Were the 2007 Cubs, fresh off a winter spending spree and with a new manager at the helm, a bit better-marketed than this year's team? Sure. Are Cubs fans now, inevitably, a bit less hungry for a champion (and thus less deliriously devoted to a team with some chance of becoming one)? Yes. Still, I don't think the fact that there are fewer fans in the stands reflects those realities, or that it mirrors broader trends in baseball's overall attendance or in America's economy. I don't think there's a whole lot more to this story than the bleakest and most infuriating facts: The owners of this team want the ballpark experience to be reserved for those who will pay an astronomical sum for it.
They've succeeded in crafting the most profitable version of a good team, at the expense of the version that would be the most fun or best serve the community of which a good team should be such a delightful part.
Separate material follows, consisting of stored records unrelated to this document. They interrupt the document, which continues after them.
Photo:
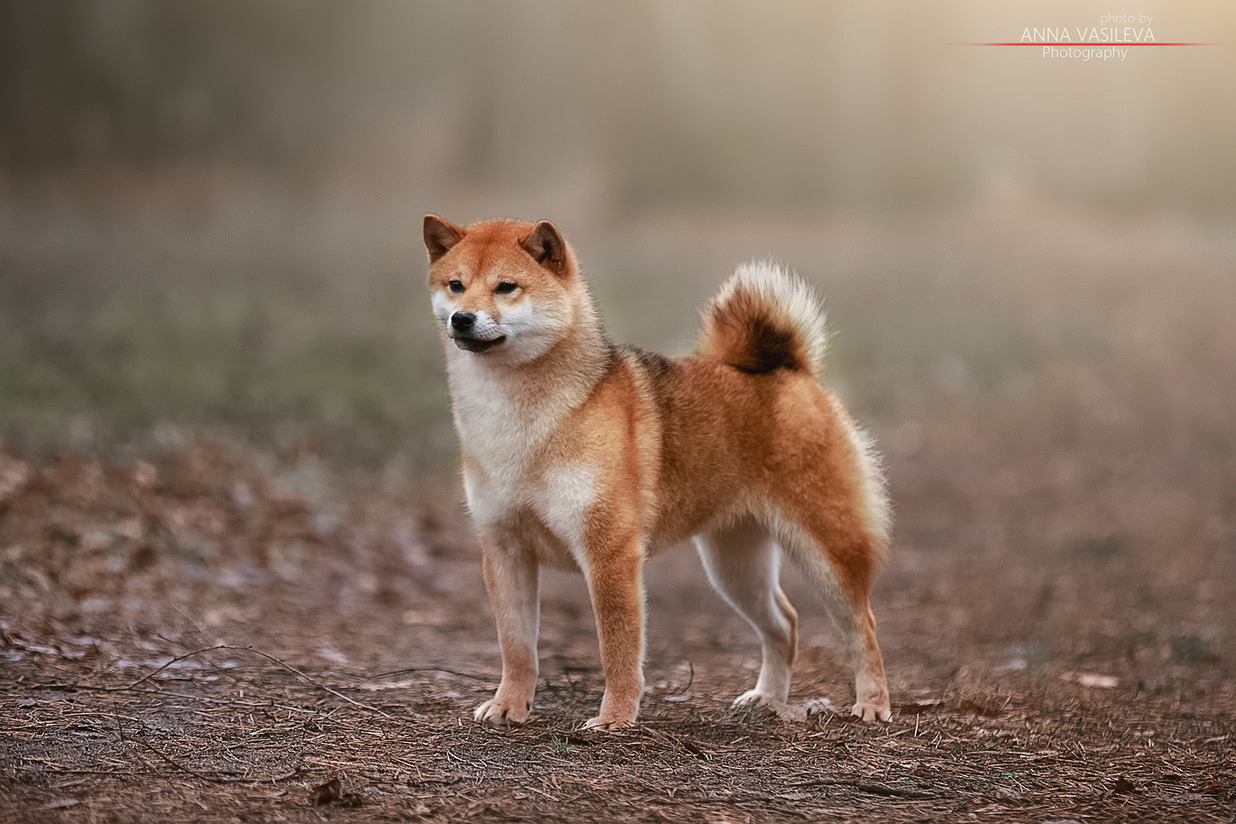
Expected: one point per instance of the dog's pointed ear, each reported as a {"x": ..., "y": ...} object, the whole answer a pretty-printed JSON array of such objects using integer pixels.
[
  {"x": 546, "y": 247},
  {"x": 440, "y": 236}
]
They stand to gain handsomely, though, by continuing to sell the fans on the idea that Wrigley is every bit the communal experience between players and fans that it has ever been, so count on continuing to hear the crowds trumpeted on Marquee as mind-blowing and special.
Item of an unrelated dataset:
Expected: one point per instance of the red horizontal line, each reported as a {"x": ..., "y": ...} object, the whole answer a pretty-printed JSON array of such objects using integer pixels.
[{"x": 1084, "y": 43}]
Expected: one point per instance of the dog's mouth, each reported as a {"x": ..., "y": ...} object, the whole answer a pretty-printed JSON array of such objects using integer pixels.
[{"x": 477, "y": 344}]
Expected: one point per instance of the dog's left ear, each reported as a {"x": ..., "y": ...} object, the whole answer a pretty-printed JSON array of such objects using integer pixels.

I don't want to bicker about whether the players are imagining things when they say the atmosphere at Clark and Addison is electric. I think many of them, having only been in professional baseball since about 2015 or later, simply don't have a frame of reference for what big baseball crowds used to look like. The Ricketts' model is not their own. Most of the league is doing this. Few owners care to invite or encourage a broad swath of their fan base into their parks anymore. Having made all of their expenditures back before the first click of a turnstile (thanks to real estate investments, TV rights deals, and the appreciation of their franchise), they don't court in-person fan experiences as a way to build their brand and engender generational loyalty. They just maximize the supply-and-demand equation in their own favor.
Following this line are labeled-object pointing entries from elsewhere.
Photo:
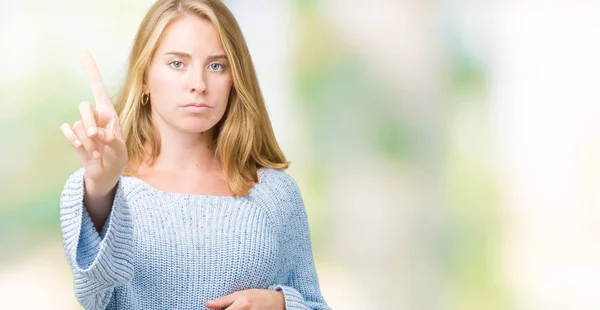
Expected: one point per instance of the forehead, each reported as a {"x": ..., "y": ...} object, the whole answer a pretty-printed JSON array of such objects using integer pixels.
[{"x": 190, "y": 34}]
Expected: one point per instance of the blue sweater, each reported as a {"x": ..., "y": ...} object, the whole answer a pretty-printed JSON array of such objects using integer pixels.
[{"x": 161, "y": 250}]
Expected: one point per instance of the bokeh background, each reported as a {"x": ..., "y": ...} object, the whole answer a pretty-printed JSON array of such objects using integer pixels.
[{"x": 448, "y": 151}]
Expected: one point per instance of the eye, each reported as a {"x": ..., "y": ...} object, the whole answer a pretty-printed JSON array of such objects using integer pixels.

Thus, there are vanishingly few places and few occasions where a large crowd that looks like the community of which it is ostensibly a part can really gather--and most of the time, even when they do, it's at a modern park that ensures a certain remove from the players. It's great that Justin Steele and Nico Hoerner find Wrigley Field to be a thrilling place to play in 2023. I think Carlos Zambrano and Ryan Theriot would find it a bit less exhilarating.
You can choose whether to believe that Wrigley Field's renovations under its new stewards have diminished it or not. You can choose whether to believe that the fans who regularly attend are, in some measure, fundamentally changed, because they're selected and cultivated differently. I wish to cleave only to the assertion that Wrigley Field is as it is--whatever it is--solely because the Ricketts family wants it that way. In some measure, that has always been the privilege of team owners. Now, though, it feels much more like their place, and less like a place the fans have made and defined for themselves.